The light at Marshall Point is a fixed white light, it doesn't rotate or blink. The window frames cast beautiful long shadows across the sky that show up quite dramatically in a long exposure. We shot all night into sunrise. During the blue hour before dawn I put away the Panoneed and shot a static timelapse from the base of the lighthouse pointed towards the North Star to get some arcing comet trails in the sky. The star trails photo in the gallery below was made from 27 photos taken from 4:09 to 4:26 AM @ 14mm, f/3.2, ISO 1600, and 30 second exposures.

At daybreak I switched to my 24-70mm f/2.8 lens and put on a B+W 10 stop ND filter. The orange and purple image in the gallery below was blended from three exposures in two stop increments, taken around 5:46 AM @ 44mm, f/16, ISO 200, and a total of 318 seconds (3 brackets of 15, 61, and 242 seconds). The sun was behind the rocks to the left on the first two frames and just started peeking over them hitting the ocean near the end of the longest exposure, creating a really warm color compared to the cooler white balance of the previous two exposures in the foreground. I liked the effect and added to it with an orange graduated filter. Exposure fusion was done with Photomatix' Merge to 32-bit TIFF for Lightroom. Orange graduated filter and glow was added with Color Efex Pro.

The last photo in the gallery of the sunrise over the rocks was blended from nine photos taken at 5:52 AM @ 24mm, f/16, ISO 100, and a total of 3.6 seconds (1/8 through 1.6 seconds in 1 stop increments).

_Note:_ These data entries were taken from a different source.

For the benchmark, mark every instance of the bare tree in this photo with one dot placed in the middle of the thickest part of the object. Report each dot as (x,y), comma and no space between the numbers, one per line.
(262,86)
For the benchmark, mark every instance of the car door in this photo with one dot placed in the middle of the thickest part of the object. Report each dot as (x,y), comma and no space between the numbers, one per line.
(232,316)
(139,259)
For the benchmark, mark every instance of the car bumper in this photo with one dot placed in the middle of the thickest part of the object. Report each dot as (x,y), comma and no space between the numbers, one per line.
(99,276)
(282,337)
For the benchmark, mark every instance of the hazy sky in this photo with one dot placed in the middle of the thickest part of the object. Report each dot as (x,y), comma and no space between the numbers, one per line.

Exposure fusion was done with Photomatix' Merge to 32-bit TIFF for Lightroom. Neutral graduated filter and glow was added with Color Efex Pro.



Comments

  • Aaron D. Priest

    on January 29, 2014

    Sounds beautiful Paul!

  • Paul Kjellander Christian

    on January 29, 2014

    Your photos remind me when I grew up on the Gurnet. Watching on a summers night the Gurnet Light rotate its beams with the stars in the background, stunning.